Man Threatens Self-Immolation Over Community Garden Drama
There is no drama like community garden drama. A bunch of elderly gardening enthusiasts have been stirring things up in Flushing, Queens, and tensions at the lovely little Evergreen Community Garden have become so strained that police patrols and volunteer guards have been put in place to keep the peace. One elderly Korean man even went on a hunger strike and threatened to light himself on fire because he wasn't happy with the community garden management.
According to The Wall St. Journal, a Korean-American senior citizen's group had taken it upon themselves to clean up a trash-filled public space back in the early 1980s. Thirty years later, it's now a working public garden with vegetables and produce. But the senior citizens in charge were excluding outsiders from the garden and were illegally selling produce grown on the city-owned land, so the city's Parks & Recreation department took control of the space and installed a new manager.
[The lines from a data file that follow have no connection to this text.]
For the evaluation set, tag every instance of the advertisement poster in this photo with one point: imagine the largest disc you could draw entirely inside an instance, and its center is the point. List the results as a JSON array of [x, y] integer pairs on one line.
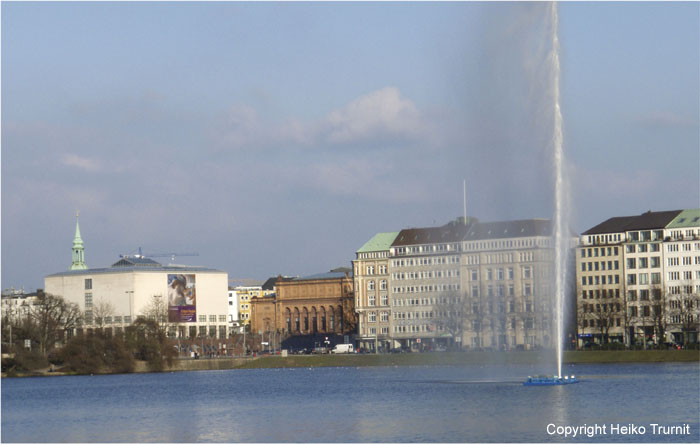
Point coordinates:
[[182, 298]]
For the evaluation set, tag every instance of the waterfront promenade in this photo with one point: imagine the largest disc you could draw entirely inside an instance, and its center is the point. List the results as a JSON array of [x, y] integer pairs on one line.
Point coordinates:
[[414, 359]]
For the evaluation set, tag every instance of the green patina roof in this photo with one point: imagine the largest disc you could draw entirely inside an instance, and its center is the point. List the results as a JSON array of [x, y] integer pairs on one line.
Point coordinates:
[[379, 242], [687, 218]]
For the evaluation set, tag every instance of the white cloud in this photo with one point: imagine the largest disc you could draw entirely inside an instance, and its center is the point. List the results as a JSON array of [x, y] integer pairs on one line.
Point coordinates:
[[665, 119], [83, 163], [375, 115]]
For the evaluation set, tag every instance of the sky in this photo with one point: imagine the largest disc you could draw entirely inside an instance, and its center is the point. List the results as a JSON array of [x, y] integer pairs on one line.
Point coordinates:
[[277, 138]]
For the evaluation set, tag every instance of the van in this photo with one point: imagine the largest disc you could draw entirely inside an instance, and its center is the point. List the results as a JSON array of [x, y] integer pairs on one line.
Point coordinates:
[[343, 348]]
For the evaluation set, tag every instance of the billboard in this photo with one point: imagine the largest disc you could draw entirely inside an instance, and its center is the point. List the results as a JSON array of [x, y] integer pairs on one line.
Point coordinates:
[[182, 298]]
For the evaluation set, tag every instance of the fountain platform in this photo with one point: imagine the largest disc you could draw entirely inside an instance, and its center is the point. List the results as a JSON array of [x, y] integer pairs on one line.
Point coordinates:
[[550, 380]]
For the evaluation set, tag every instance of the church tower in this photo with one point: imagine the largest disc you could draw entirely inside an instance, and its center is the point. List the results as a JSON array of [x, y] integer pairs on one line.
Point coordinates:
[[78, 250]]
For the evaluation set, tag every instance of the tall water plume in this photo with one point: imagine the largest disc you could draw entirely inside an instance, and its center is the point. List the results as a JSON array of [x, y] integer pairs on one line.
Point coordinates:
[[561, 207]]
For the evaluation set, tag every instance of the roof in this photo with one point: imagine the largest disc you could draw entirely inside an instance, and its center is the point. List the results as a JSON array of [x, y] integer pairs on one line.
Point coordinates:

That didn't make the previous operators very happy. City officials told the WSJ that the garden's 75-year-old former manager clutched a container of gasoline and a lighter and shouted that he was going to immolate himself if he was not put in charge of the garden again. A police hostage negotiation team was called in response, and two nearby schools had to be temporarily shut down during the crisis. Over a community vegetable garden.
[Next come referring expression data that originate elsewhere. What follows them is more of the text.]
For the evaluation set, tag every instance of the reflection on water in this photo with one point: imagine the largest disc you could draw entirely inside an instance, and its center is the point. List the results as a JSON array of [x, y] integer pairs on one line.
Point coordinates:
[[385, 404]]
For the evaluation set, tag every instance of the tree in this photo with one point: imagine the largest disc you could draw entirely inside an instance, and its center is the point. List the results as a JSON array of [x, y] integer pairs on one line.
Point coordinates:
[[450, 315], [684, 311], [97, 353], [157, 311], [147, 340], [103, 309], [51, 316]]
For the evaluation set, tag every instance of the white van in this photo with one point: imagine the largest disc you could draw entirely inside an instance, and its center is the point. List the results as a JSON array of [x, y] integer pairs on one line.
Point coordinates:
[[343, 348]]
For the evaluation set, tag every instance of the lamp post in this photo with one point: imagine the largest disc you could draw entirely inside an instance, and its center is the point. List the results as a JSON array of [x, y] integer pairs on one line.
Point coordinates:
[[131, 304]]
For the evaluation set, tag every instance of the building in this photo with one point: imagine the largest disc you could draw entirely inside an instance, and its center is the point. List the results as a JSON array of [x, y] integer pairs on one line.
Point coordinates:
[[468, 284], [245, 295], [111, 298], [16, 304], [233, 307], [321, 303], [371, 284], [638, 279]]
"When we made it into a farm, you have no idea how hard it was," he said to the WSJ through a translator. "It took five years. Now it's scary, like a war zone."
"We want to make sure the gardening there is safe," said the parks department's deputy commissioner of public outreach, "and that the passion is put into the activity at hand, not into attacking each other."
Reaching that level of calm might take some time. Just last week a fight broke out at a press conference about the garden, leaving one man under arrest and another in the hospital.